Keine mildgesäuerte Butter ist bio. Denn Bio-Butter darf nur klassisch-traditionell hergestellt werden – als Süß- oder Sauerrahmbutter. Dennoch: Auch das Bio-Siegel ist kein Garant für Qualität: So waren zwar 7 der 11 Bio-Marken „gut“, 4 jedoch „mangelhaft“, 3 davon aufgrund der zu niedrigen Anzahl an nützlichen Milchsäurebakterien. Ärgerlich, denn Bio ist teuer: So kostet Bio-Süßrahmbutter im Test durchschnittlich etwa 70 Cent mehr als herkömmliche.
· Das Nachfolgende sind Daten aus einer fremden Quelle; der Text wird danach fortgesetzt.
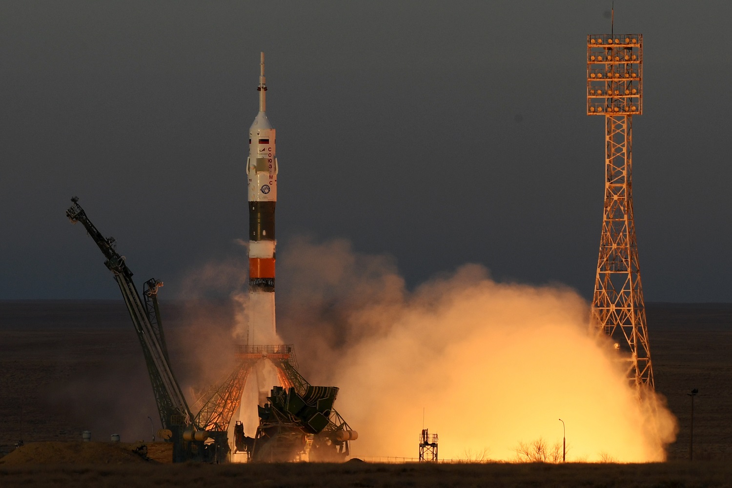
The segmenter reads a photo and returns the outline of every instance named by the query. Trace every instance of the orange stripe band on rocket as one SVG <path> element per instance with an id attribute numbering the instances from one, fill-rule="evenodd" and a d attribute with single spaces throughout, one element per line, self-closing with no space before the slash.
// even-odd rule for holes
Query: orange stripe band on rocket
<path id="1" fill-rule="evenodd" d="M 250 258 L 249 277 L 274 278 L 274 258 Z"/>

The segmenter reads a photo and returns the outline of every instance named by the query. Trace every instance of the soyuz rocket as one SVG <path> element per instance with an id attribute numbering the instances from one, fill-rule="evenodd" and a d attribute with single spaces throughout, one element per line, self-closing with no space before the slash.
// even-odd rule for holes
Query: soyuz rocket
<path id="1" fill-rule="evenodd" d="M 274 129 L 266 115 L 264 53 L 261 54 L 259 113 L 249 129 L 247 179 L 249 200 L 250 344 L 274 344 L 274 206 L 278 171 Z"/>

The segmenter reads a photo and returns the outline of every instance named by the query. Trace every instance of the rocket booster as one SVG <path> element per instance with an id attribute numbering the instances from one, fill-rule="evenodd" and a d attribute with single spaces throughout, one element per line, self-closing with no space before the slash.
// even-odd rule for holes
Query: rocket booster
<path id="1" fill-rule="evenodd" d="M 261 54 L 259 113 L 249 129 L 247 179 L 249 200 L 249 340 L 250 344 L 274 344 L 274 206 L 277 175 L 274 129 L 266 115 L 267 90 L 264 53 Z"/>

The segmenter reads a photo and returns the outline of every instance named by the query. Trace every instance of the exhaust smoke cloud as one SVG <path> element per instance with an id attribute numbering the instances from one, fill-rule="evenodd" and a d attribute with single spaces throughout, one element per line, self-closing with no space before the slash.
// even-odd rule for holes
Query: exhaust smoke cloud
<path id="1" fill-rule="evenodd" d="M 354 456 L 416 457 L 423 408 L 441 459 L 515 459 L 519 443 L 561 443 L 560 417 L 567 460 L 662 461 L 676 437 L 572 290 L 468 264 L 410 291 L 392 259 L 339 240 L 298 239 L 277 266 L 278 332 L 311 383 L 340 388 Z"/>

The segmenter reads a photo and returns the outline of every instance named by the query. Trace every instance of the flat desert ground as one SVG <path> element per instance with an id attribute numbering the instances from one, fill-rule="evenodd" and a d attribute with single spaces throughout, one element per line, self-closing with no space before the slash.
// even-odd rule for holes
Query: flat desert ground
<path id="1" fill-rule="evenodd" d="M 212 302 L 195 313 L 215 330 L 217 318 L 231 318 L 220 309 L 226 307 Z M 197 339 L 186 328 L 191 312 L 181 304 L 163 307 L 173 367 L 187 384 L 191 372 L 201 367 L 201 355 L 191 353 Z M 666 463 L 201 466 L 114 460 L 42 467 L 0 462 L 0 486 L 72 481 L 109 487 L 732 486 L 732 304 L 649 304 L 646 310 L 656 389 L 679 422 Z M 221 348 L 225 357 L 225 341 Z M 210 357 L 215 369 L 217 355 Z M 26 445 L 78 442 L 83 430 L 92 431 L 96 441 L 107 441 L 111 434 L 131 443 L 149 441 L 148 416 L 159 423 L 140 345 L 121 301 L 0 301 L 0 454 L 12 451 L 19 439 Z M 687 394 L 694 388 L 699 394 L 694 405 L 694 461 L 689 462 Z"/>

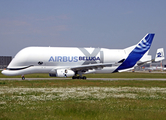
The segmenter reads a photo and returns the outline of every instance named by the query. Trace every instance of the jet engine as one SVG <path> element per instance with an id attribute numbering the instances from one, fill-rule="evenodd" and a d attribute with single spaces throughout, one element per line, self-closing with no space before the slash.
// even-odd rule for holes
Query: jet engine
<path id="1" fill-rule="evenodd" d="M 69 77 L 74 76 L 75 73 L 69 69 L 53 69 L 49 73 L 50 77 Z"/>

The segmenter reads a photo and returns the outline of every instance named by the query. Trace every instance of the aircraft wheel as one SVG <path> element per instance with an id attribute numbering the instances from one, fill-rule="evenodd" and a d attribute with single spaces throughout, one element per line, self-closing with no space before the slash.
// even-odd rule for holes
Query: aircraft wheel
<path id="1" fill-rule="evenodd" d="M 24 77 L 24 76 L 22 77 L 22 80 L 25 80 L 25 77 Z"/>

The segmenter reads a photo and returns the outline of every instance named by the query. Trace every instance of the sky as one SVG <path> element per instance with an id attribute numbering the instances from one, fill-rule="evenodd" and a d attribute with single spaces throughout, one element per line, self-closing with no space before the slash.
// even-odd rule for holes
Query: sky
<path id="1" fill-rule="evenodd" d="M 166 0 L 0 0 L 0 56 L 28 46 L 123 49 L 147 33 L 154 58 L 166 49 Z"/>

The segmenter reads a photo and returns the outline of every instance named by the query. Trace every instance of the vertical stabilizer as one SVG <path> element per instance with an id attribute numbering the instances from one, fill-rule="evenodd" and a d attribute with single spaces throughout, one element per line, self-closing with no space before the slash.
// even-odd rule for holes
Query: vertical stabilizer
<path id="1" fill-rule="evenodd" d="M 144 54 L 150 49 L 153 38 L 153 33 L 146 34 L 143 39 L 134 46 L 126 60 L 115 70 L 115 72 L 123 69 L 129 69 L 135 66 L 135 64 L 144 56 Z M 130 48 L 130 47 L 129 47 Z M 125 49 L 125 51 L 128 48 Z M 129 52 L 129 51 L 127 51 Z"/>
<path id="2" fill-rule="evenodd" d="M 157 52 L 156 52 L 156 57 L 155 57 L 155 61 L 161 61 L 161 60 L 164 60 L 165 57 L 164 57 L 164 48 L 159 48 L 157 49 Z"/>

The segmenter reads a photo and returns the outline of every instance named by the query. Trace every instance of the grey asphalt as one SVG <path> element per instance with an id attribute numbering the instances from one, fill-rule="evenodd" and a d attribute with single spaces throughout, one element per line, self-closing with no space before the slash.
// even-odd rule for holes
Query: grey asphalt
<path id="1" fill-rule="evenodd" d="M 0 78 L 0 80 L 22 80 L 21 78 Z M 25 80 L 72 80 L 71 78 L 25 78 Z M 82 79 L 80 79 L 82 80 Z M 144 80 L 144 81 L 166 81 L 166 78 L 87 78 L 86 80 Z"/>

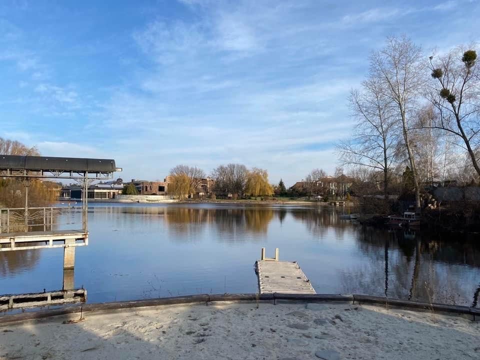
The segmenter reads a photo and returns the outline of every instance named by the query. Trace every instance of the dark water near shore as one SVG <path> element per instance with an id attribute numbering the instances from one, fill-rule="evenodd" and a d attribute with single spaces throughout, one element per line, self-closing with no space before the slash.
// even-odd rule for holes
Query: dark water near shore
<path id="1" fill-rule="evenodd" d="M 298 261 L 319 293 L 428 301 L 430 292 L 433 302 L 478 306 L 475 236 L 364 228 L 324 207 L 90 206 L 90 242 L 76 248 L 74 270 L 89 302 L 255 292 L 266 247 Z M 0 252 L 0 294 L 62 288 L 62 249 Z"/>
Wer sich allerdings eine „gute“ Bio-Butter heraussucht, bekommt für den höheren Preis auch ein Produkt aus kontrolliert ökologischer Landwirtschaft: Dazu gehören zum Beispiel artgerechte Tierhaltung mit Auslauf auf Weiden sowie ökologisch erzeugtes Futter. Und die Bio-Bauern verwenden unter anderem keine Pflanzenschutzmittel bei der Futterproduktion.

Was die Verpackung (nicht) verrät

In der Kennzeichnung „mangelhaft“ war nur die Alpa von Plus. Sie ist nicht – wie auf der Packung zu lesen – eine mildgesäuerte, sondern eine Süßrahmbutter.

Interessant zu wissen: Butter, die in Deutschland abgepackt wird, muss nicht aus der Milch deutscher Kühe sein. Der Rahm dafür kann aus jedem europäischen Land stammen. Manchmal wird auch bereits fertige Butter in großen Blöcken importiert, mitunter sogar tiefgefroren.

Unabhängig von der Herkunft möchte der Verbraucher streichfähige Butter: Jede vierte erfüllte diesen Wunsch voll und ganz. Hart waren nur drei Produkte. Das kann am Futter liegen, am Butterungsprozess, aber auch an den Lagerungsbedingungen. Besonders nachteilig wirken sich Temperaturschwankungen auf die Streichfähigkeit aus.

Wer Milchzucker nicht verträgt (Laktose-Intoleranz), kann auf die „gute“ laktosefreie Butter Minus L zurückgreifen. Sie enthält wie vorgeschrieben weniger als 0,1 Prozent Laktose und überzeugte im Test rundum. Für Menschen ohne diese Stoffwechselstörung macht es aber keinen Sinn, Produkte ohne Milchzucker zu kaufen.